I know others have said this, but since you seem to not yet be convinced: the frequency is a red herring. If your PSU can't really keep up with the Panda, all bets are off. We early on in the LAVA lab figured out they only ran reliably on those massive (IIRC, 4A) bricks that Digikey sells.
The alleged PandaBoard compatibility with only a single model of a massive 4A power brick does not sound right. Especially considering that the PandaBoard is supposed to have a superior hardware design quality compared to the competitors:
http://www.pandaboard.org/pbirclogs/index.php?date=2012-10-16#T01:39:33
Earlier Renato Golin mentioned that "These are 5V and on my multimeter I got almost 6V". Looks like some really cheap poorly regulated junk PSU?
My power bricks costed me around 10-15 EUR each (maybe that's overpriced and I could find something several times cheaper from some Chinese vendors?). All of them seem to be working fine, powering various development boards with weeks/months of uptime. And occasionally experiencing long heavy compilation workloads (gcc, libreoffice, llvm, chromium, firefox, ...) without problems. The voltage is very close to 5V, at least when measured without load. I'm getting ~5.2V from the "worst" one and the others deviate much less.
And naturally, any PSU rated for just something like 1A will not work right, that's a common sense. The modern multi-core ARM boards can easily consume a lot more than this under load. But at least 2.5A or 3A should be sufficient if you don't attach many power hungry USB peripherals.
On 8 July 2013 14:48, Siarhei Siamashka siarhei.siamashka@gmail.com wrote:
And naturally, any PSU rated for just something like 1A will not work right, that's a common sense. The modern multi-core ARM boards can easily consume a lot more than this under load. But at least 2.5A or 3A should be sufficient if you don't attach many power hungry USB peripherals.

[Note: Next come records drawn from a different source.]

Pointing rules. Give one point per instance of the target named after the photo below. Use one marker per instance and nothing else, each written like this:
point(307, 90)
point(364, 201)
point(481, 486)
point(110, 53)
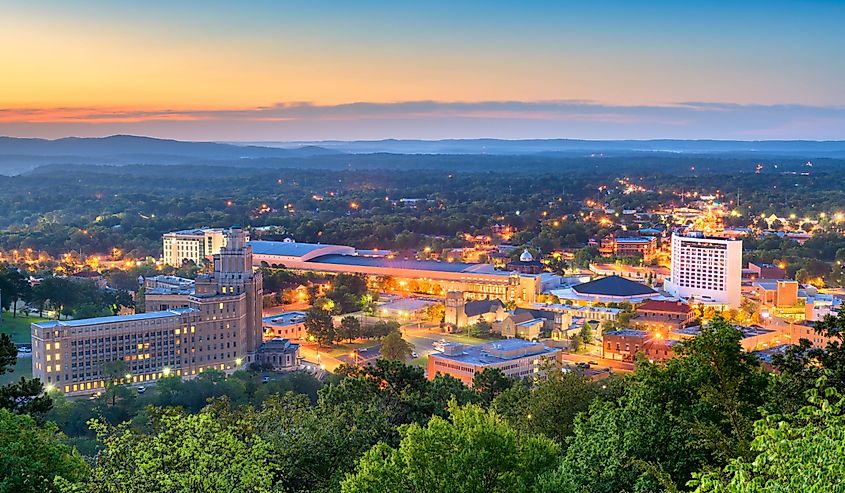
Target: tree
point(395, 348)
point(697, 409)
point(26, 396)
point(804, 453)
point(114, 372)
point(182, 452)
point(475, 451)
point(14, 287)
point(350, 328)
point(489, 383)
point(33, 455)
point(319, 325)
point(550, 406)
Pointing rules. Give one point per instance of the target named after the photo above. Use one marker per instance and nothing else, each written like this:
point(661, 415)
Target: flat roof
point(487, 354)
point(407, 304)
point(408, 264)
point(613, 286)
point(287, 248)
point(175, 312)
point(284, 318)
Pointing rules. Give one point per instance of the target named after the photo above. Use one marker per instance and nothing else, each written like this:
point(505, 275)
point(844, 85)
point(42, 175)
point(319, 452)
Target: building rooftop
point(635, 239)
point(175, 312)
point(747, 331)
point(474, 308)
point(627, 333)
point(497, 352)
point(278, 344)
point(665, 306)
point(285, 318)
point(407, 305)
point(408, 264)
point(196, 231)
point(289, 248)
point(613, 286)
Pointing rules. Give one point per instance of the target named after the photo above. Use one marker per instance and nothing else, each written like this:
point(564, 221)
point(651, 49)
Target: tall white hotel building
point(706, 270)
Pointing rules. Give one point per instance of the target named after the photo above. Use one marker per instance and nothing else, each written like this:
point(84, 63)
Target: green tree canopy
point(33, 455)
point(474, 451)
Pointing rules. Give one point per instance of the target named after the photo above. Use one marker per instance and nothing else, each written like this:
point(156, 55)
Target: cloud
point(439, 119)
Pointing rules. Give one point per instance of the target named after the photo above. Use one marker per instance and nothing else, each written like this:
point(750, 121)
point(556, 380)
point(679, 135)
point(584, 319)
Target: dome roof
point(526, 256)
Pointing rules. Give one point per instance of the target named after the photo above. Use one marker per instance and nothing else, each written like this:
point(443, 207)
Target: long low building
point(516, 358)
point(476, 281)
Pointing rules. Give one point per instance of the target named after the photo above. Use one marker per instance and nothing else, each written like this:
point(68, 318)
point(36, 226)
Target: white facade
point(706, 270)
point(192, 244)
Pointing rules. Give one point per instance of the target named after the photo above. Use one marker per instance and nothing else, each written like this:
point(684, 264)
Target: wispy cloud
point(438, 119)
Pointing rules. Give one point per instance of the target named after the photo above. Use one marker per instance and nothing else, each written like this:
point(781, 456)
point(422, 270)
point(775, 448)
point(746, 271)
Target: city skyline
point(370, 71)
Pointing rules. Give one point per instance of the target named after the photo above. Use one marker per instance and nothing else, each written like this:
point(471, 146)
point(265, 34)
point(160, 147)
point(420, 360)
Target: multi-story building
point(192, 244)
point(220, 328)
point(662, 315)
point(516, 358)
point(629, 246)
point(706, 270)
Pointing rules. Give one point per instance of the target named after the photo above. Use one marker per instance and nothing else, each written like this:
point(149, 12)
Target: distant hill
point(18, 155)
point(570, 146)
point(122, 145)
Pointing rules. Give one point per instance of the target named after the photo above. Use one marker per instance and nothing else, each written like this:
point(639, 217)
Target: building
point(526, 264)
point(166, 292)
point(659, 349)
point(760, 270)
point(476, 281)
point(754, 337)
point(525, 323)
point(623, 344)
point(706, 270)
point(610, 289)
point(287, 325)
point(192, 244)
point(776, 293)
point(662, 315)
point(821, 305)
point(644, 247)
point(405, 308)
point(637, 273)
point(279, 354)
point(219, 329)
point(516, 358)
point(463, 313)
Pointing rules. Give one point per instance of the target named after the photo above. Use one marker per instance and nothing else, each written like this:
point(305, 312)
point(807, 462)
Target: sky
point(360, 69)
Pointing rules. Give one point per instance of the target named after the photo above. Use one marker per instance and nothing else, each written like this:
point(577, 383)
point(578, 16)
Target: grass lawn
point(422, 361)
point(22, 369)
point(18, 327)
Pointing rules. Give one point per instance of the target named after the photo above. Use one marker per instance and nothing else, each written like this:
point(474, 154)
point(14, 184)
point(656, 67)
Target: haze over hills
point(19, 155)
point(536, 146)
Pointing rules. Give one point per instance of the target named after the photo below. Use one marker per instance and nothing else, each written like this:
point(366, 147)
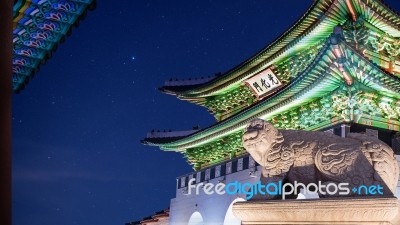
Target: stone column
point(6, 16)
point(344, 211)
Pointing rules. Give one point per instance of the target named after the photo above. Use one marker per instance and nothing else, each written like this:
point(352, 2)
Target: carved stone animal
point(310, 157)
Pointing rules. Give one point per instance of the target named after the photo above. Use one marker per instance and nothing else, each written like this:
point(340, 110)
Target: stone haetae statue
point(310, 157)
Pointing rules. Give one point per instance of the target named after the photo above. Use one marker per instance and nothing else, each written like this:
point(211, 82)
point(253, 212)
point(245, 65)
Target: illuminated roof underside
point(339, 63)
point(39, 25)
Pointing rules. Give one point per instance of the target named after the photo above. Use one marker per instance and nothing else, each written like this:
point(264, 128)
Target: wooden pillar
point(6, 16)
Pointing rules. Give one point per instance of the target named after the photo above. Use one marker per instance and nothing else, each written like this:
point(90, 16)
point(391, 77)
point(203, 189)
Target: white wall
point(213, 208)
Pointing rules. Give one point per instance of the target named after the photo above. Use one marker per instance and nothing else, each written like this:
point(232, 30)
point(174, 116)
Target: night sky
point(77, 126)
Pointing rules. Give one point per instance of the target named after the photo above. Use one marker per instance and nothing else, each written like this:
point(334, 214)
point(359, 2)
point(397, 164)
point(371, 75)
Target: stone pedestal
point(360, 211)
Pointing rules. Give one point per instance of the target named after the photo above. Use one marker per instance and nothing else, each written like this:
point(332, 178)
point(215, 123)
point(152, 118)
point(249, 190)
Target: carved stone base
point(360, 211)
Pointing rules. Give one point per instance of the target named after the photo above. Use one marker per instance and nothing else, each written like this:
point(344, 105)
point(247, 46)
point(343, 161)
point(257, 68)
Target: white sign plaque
point(263, 83)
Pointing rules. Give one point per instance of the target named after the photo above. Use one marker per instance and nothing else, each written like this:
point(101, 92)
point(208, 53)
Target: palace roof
point(339, 63)
point(39, 26)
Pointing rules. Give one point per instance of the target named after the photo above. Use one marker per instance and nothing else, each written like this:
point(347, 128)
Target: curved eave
point(371, 75)
point(380, 15)
point(26, 65)
point(316, 24)
point(320, 78)
point(309, 85)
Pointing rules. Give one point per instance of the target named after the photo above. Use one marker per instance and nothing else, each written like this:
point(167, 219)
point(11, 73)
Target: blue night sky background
point(77, 157)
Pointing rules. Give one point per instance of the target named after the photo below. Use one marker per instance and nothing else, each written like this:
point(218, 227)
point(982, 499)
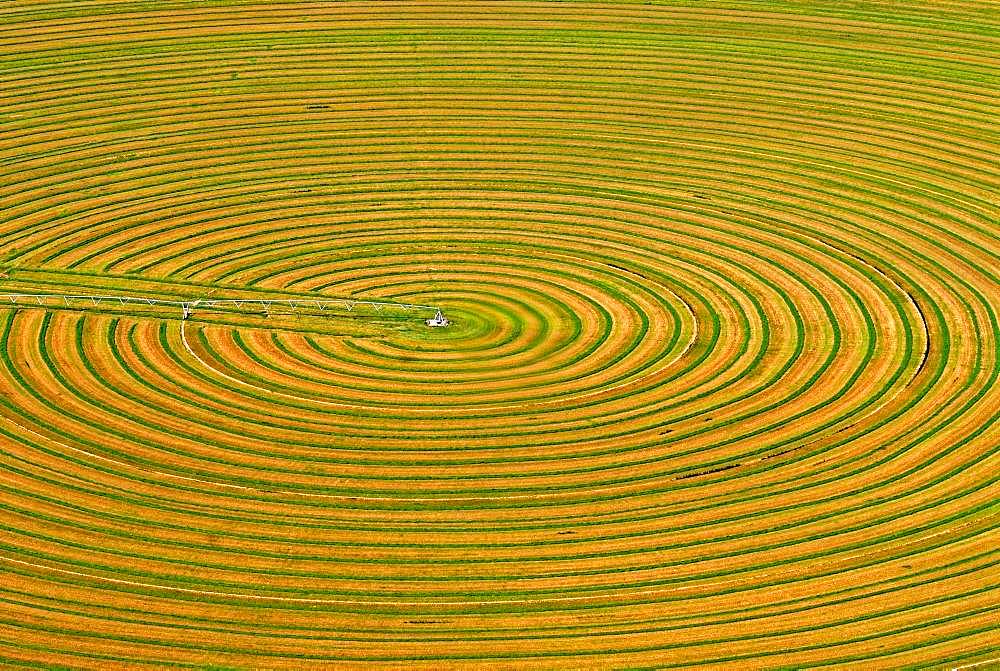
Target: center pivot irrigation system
point(240, 304)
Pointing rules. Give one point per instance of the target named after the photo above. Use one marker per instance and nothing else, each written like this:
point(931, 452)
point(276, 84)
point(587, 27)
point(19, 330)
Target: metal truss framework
point(239, 304)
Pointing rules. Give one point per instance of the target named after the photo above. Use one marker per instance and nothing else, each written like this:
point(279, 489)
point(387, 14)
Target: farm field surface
point(720, 388)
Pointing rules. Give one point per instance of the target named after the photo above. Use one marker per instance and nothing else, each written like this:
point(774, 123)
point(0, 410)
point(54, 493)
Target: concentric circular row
point(719, 391)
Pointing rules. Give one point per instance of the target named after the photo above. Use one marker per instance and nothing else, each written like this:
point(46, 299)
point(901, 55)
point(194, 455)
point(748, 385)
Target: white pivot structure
point(438, 320)
point(320, 305)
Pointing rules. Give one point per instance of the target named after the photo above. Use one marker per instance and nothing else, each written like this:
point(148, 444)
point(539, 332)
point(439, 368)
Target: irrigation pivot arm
point(187, 307)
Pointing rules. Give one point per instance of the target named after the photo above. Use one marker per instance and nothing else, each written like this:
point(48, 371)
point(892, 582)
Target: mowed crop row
point(720, 388)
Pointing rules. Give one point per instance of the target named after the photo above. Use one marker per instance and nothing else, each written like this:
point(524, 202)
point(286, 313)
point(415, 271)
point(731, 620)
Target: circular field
point(720, 388)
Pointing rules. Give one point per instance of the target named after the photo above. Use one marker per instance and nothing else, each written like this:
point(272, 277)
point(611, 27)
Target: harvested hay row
point(720, 388)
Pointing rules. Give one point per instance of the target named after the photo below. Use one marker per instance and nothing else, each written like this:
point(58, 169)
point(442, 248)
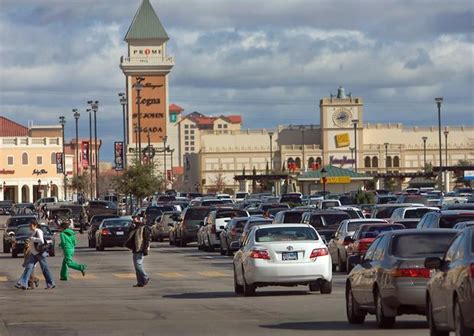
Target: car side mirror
point(433, 263)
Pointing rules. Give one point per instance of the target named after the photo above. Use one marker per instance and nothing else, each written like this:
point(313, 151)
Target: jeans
point(139, 270)
point(29, 267)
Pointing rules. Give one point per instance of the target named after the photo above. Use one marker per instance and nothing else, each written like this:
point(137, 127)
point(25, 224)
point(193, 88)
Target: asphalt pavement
point(190, 293)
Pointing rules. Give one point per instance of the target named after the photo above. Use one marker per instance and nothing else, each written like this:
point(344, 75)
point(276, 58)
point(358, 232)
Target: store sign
point(337, 180)
point(7, 172)
point(342, 140)
point(118, 154)
point(59, 163)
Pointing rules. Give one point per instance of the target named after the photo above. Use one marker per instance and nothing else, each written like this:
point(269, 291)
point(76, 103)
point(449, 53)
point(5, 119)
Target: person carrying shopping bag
point(68, 244)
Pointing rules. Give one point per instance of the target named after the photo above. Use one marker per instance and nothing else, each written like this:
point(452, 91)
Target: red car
point(360, 241)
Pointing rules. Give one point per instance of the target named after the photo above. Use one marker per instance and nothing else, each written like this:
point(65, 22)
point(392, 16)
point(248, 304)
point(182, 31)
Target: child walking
point(68, 244)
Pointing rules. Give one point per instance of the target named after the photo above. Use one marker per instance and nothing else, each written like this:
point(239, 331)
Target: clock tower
point(337, 116)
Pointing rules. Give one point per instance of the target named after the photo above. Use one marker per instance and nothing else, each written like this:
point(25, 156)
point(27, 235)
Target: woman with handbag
point(38, 254)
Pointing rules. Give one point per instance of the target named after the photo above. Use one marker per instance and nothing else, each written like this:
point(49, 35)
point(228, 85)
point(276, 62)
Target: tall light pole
point(123, 102)
point(62, 122)
point(139, 87)
point(76, 117)
point(91, 183)
point(424, 153)
point(439, 101)
point(95, 107)
point(355, 122)
point(270, 134)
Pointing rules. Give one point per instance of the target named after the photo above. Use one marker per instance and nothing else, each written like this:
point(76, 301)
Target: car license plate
point(285, 256)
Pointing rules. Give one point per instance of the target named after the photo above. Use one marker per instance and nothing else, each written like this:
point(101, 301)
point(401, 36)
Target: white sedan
point(282, 255)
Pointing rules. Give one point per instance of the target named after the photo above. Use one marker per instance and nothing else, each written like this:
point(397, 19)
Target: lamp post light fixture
point(95, 107)
point(355, 122)
point(439, 101)
point(123, 102)
point(270, 134)
point(62, 122)
point(424, 153)
point(139, 87)
point(76, 117)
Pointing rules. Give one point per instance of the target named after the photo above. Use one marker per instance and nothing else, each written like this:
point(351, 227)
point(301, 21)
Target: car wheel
point(326, 287)
point(238, 289)
point(342, 265)
point(314, 286)
point(383, 321)
point(431, 322)
point(211, 247)
point(354, 314)
point(459, 326)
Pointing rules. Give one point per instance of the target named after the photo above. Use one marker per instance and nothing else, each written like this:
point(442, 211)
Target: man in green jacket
point(68, 243)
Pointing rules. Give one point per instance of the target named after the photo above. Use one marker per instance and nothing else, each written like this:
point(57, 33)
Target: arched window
point(367, 162)
point(396, 161)
point(298, 162)
point(375, 162)
point(24, 158)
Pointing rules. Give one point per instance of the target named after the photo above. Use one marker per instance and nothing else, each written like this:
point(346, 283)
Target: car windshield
point(116, 223)
point(421, 245)
point(416, 213)
point(285, 234)
point(332, 219)
point(448, 222)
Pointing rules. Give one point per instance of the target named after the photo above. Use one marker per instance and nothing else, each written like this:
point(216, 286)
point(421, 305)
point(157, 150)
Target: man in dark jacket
point(139, 242)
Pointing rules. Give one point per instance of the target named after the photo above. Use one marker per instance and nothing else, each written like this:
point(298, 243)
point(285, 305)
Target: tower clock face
point(342, 117)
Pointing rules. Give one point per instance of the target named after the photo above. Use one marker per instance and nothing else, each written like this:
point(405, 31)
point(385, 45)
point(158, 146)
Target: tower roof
point(146, 25)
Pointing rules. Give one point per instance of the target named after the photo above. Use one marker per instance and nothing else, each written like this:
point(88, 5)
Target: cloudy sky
point(269, 60)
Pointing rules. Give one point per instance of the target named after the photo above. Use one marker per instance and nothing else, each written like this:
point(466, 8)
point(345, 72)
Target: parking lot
point(190, 293)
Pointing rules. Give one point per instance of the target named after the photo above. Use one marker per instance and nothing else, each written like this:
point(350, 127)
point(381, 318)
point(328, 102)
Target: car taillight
point(105, 232)
point(259, 254)
point(319, 252)
point(412, 273)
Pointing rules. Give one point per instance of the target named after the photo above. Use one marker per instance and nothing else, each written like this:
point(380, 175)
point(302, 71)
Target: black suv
point(12, 223)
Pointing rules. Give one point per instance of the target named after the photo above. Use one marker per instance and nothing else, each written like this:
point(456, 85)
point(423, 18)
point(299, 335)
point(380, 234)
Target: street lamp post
point(439, 101)
point(424, 153)
point(62, 121)
point(76, 117)
point(270, 134)
point(139, 87)
point(355, 122)
point(95, 108)
point(123, 102)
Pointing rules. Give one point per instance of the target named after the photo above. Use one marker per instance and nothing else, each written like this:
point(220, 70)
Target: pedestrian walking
point(39, 253)
point(68, 244)
point(138, 242)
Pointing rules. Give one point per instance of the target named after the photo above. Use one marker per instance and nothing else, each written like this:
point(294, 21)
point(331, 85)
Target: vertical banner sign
point(118, 153)
point(59, 163)
point(85, 154)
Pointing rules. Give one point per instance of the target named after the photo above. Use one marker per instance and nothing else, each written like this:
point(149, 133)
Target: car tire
point(354, 314)
point(459, 326)
point(238, 289)
point(326, 287)
point(314, 286)
point(434, 331)
point(382, 321)
point(342, 265)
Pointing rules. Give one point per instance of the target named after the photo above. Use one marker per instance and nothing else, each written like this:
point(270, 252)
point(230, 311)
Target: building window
point(24, 158)
point(375, 162)
point(367, 162)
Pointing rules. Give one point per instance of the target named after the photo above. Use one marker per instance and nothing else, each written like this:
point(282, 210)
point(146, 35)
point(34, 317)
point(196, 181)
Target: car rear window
point(421, 245)
point(279, 234)
point(448, 222)
point(332, 219)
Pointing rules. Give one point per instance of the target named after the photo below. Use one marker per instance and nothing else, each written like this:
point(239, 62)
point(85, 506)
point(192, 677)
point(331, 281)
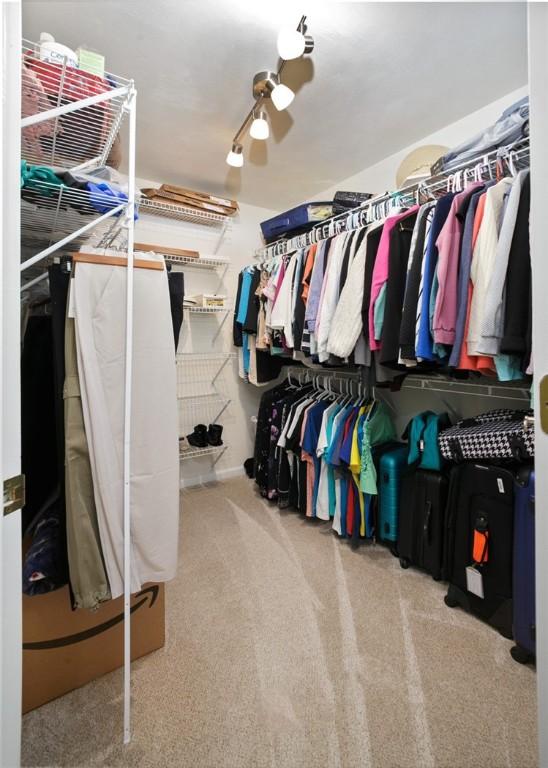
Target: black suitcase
point(524, 567)
point(481, 499)
point(421, 533)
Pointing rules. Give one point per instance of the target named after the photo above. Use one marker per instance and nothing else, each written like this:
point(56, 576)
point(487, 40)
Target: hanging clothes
point(98, 306)
point(412, 292)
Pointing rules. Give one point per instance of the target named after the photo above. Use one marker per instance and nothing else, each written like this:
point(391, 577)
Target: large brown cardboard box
point(64, 649)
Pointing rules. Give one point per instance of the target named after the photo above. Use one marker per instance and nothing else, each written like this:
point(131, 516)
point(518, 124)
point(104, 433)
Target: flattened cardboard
point(166, 249)
point(65, 649)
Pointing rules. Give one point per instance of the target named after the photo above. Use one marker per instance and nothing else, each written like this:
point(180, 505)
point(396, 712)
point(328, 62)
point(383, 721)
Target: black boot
point(214, 434)
point(198, 438)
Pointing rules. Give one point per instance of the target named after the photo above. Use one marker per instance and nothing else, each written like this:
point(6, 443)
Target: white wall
point(238, 247)
point(381, 177)
point(198, 330)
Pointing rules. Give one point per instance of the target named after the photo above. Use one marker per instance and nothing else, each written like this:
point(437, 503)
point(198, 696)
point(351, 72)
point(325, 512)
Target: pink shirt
point(380, 270)
point(448, 245)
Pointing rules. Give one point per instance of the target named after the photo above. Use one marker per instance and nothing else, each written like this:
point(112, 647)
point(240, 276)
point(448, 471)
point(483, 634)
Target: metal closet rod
point(239, 133)
point(424, 383)
point(518, 151)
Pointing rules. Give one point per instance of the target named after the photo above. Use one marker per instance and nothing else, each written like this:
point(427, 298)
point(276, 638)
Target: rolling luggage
point(496, 435)
point(392, 467)
point(421, 534)
point(377, 451)
point(301, 218)
point(524, 567)
point(479, 541)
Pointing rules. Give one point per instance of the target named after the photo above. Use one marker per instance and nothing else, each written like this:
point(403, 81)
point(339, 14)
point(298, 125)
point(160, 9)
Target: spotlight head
point(235, 157)
point(259, 127)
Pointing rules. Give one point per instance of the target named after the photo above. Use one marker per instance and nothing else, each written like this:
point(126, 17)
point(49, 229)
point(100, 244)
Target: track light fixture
point(292, 43)
point(235, 157)
point(267, 85)
point(259, 127)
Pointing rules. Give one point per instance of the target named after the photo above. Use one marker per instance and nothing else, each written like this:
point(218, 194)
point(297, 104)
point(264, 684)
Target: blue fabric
point(346, 447)
point(244, 296)
point(464, 277)
point(369, 519)
point(245, 352)
point(331, 491)
point(333, 451)
point(344, 501)
point(104, 198)
point(424, 348)
point(310, 442)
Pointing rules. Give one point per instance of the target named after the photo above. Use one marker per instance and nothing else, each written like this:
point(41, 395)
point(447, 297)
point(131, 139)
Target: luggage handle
point(426, 524)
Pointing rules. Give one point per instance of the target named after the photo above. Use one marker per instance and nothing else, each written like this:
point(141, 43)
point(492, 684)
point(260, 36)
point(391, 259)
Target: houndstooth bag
point(496, 435)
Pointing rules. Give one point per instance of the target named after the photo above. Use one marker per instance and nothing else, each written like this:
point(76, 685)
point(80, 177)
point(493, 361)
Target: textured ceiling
point(382, 75)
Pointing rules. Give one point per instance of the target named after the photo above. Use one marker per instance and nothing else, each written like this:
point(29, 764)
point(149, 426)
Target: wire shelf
point(207, 310)
point(197, 375)
point(189, 452)
point(50, 213)
point(184, 357)
point(183, 213)
point(80, 135)
point(201, 263)
point(206, 410)
point(378, 207)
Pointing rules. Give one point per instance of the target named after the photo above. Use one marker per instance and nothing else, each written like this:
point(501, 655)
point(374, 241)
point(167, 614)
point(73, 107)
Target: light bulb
point(291, 43)
point(259, 127)
point(235, 157)
point(282, 96)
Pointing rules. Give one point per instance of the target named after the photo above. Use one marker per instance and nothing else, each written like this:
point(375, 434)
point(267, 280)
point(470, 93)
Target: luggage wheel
point(520, 655)
point(450, 601)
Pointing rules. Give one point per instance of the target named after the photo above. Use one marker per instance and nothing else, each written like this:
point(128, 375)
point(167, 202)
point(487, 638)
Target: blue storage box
point(302, 217)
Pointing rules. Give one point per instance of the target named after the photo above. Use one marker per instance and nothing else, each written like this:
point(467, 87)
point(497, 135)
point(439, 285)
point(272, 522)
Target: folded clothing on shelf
point(345, 201)
point(40, 184)
point(511, 126)
point(206, 301)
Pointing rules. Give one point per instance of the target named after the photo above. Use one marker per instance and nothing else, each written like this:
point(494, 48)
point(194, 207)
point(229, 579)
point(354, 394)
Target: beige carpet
point(286, 648)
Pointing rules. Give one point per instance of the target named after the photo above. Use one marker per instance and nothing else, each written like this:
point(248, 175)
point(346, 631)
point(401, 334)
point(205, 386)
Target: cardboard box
point(65, 649)
point(166, 250)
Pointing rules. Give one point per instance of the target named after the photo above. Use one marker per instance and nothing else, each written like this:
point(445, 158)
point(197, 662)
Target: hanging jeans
point(87, 570)
point(176, 299)
point(99, 306)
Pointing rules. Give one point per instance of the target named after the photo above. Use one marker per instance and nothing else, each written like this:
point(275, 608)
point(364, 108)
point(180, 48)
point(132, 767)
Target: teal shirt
point(377, 429)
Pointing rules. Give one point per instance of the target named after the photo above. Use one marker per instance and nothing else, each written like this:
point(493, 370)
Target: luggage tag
point(474, 581)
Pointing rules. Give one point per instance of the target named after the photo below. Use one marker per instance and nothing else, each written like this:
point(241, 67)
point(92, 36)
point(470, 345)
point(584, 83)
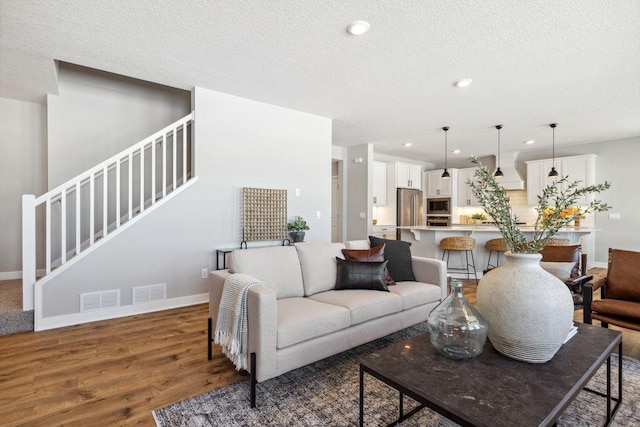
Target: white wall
point(619, 163)
point(98, 114)
point(359, 191)
point(23, 170)
point(239, 143)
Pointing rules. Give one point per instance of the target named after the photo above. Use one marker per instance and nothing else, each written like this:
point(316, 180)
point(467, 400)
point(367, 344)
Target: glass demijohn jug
point(456, 328)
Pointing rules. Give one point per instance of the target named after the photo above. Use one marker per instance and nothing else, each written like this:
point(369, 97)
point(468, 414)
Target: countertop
point(493, 229)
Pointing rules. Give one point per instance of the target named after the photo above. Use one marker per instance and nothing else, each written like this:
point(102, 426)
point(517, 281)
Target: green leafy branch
point(553, 208)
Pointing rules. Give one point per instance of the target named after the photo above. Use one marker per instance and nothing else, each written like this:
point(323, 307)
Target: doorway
point(336, 202)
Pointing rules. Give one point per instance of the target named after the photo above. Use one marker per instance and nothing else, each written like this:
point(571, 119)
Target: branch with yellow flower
point(556, 208)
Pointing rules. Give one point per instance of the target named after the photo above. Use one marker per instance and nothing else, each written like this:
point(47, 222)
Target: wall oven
point(438, 221)
point(440, 206)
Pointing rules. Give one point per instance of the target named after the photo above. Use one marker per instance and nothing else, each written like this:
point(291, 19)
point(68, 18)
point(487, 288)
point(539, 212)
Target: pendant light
point(553, 173)
point(498, 173)
point(445, 174)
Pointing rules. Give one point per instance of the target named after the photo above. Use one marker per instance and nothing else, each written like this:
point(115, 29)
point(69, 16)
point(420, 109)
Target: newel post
point(28, 250)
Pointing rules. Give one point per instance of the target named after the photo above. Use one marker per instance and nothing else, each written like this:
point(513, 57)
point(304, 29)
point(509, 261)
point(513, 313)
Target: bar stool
point(460, 244)
point(498, 246)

AFAICR, that PSU is 2.5A, but I could be wrong. I'll check when I get back home. But it is cheap, and it could itself overheat, too.
So, for the time being, I'll leave it on 920MHz and keep the bots running until we sort out the power/temp problem.
Anyway, I'd like to move away from Pandas to something with a bit more horse power.
cheers, --renato
On Wed, 3 Jul 2013 16:48:51 +0100 Renato Golin renato.golin@linaro.org wrote:
But more to the point, I don't want to be scaled down when hot, I want it never to get hot in the first place, so I can run at full 1.2GHz, 24 / 7. If the scheduler reduces the frequency to decrease the temperature, I'll be testing more commits per run AND my benchmarks will be skewed, depending on room temperature, which is the same as to say they're not benchmarks at all.
For getting reproducible benchmark results, you just need to ensure that thermal throttling never kicks in. If the kernel is compiled with cpufreq stats enabled, you can compare these stats before/after your benchmark to ensure that it spent all the time running at the same designated clock frequency.
If you get thermal throttling interfering, just keep reducing the CPU clock frequency until this problem disappears. Alternatively, you can possibly reduce the CPU core voltage, but this drives the hardware beyond normal operational limits. Or slightly increase the critical temperature in the thermal framework. However these tricks are only necessary if you need to publish something like "1.2GHz PandaBoard benchmark results" and the non-stock clock frequency is simply out of the question.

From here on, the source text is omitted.